Archestra evaluates tool calls against the current context, not just against a static allowlist:

  • If the context is safe, more tools can run.
  • If the context contains sensitive or untrusted data, only tools explicitly allowed in that state can run.
  • If a tool result policy marks returned data as untrusted, later tool call policy evaluation becomes stricter.

This lets the same agent behave normally in safe contexts and become more restricted only after the conversation or tool output crosses a trust boundary.

Policies can also be scoped to specific agents. For example, you might allow an internal support agent to use send_email for @mycompany.com recipients while keeping the same tool blocked for a broader research agent.

Subagent "delegation" does not reset that trust state. If a parent agent delegates to a subagent after the conversation has already become sensitive, the subagent inherits that unsafe context and the same tool call restrictions continue to apply.

Policy Configuration Agent

Archestra includes a built-in Tool Policy Configuration Agent that analyzes tool metadata and proposes default tool call policies and tool result policies automatically.

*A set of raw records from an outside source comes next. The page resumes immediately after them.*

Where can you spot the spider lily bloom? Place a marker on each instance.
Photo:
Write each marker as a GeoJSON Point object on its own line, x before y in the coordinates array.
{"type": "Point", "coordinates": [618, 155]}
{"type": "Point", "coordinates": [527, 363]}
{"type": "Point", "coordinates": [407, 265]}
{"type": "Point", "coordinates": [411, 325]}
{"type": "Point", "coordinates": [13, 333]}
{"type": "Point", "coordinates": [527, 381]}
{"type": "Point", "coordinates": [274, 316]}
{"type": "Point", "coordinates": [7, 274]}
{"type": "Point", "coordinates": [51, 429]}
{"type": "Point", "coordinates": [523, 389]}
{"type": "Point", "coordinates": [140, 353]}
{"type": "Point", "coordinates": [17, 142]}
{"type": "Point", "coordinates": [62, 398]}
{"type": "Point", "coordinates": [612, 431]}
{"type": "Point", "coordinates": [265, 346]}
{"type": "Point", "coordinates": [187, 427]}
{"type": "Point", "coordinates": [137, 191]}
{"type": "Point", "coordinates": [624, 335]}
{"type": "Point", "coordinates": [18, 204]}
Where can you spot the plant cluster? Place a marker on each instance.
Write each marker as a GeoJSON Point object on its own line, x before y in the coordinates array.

Use it when you want a fast starting point for new tools instead of configuring every default policy by hand.

Deterministic Guardrails vs LLM Guardrails

Many platforms use probabilistic LLM guardrails that ask a model to decide whether content or actions are allowed. Those can be useful for moderation and soft classification, but they are not ideal as the final control plane for tool execution.

Archestra's AI tool guardrails are different:

  • Deterministic: the final allow/block decision comes from stored policies, not a fresh model judgment at execution time.
  • Context-aware: the same tool can be allowed or blocked depending on whether the conversation has become sensitive.
  • Auditable: you can inspect the exact tool call policies and tool result policies applied to each tool and the exact tool call that was blocked.
  • Composable: tool result policies, tool call policies, and Dual LLM can be combined into a single security workflow.

Use probabilistic LLM guardrails when you want fuzzy classification or moderation. Use deterministic AI tool guardrails when you need predictable enforcement against data exfiltration and unsafe tool chaining.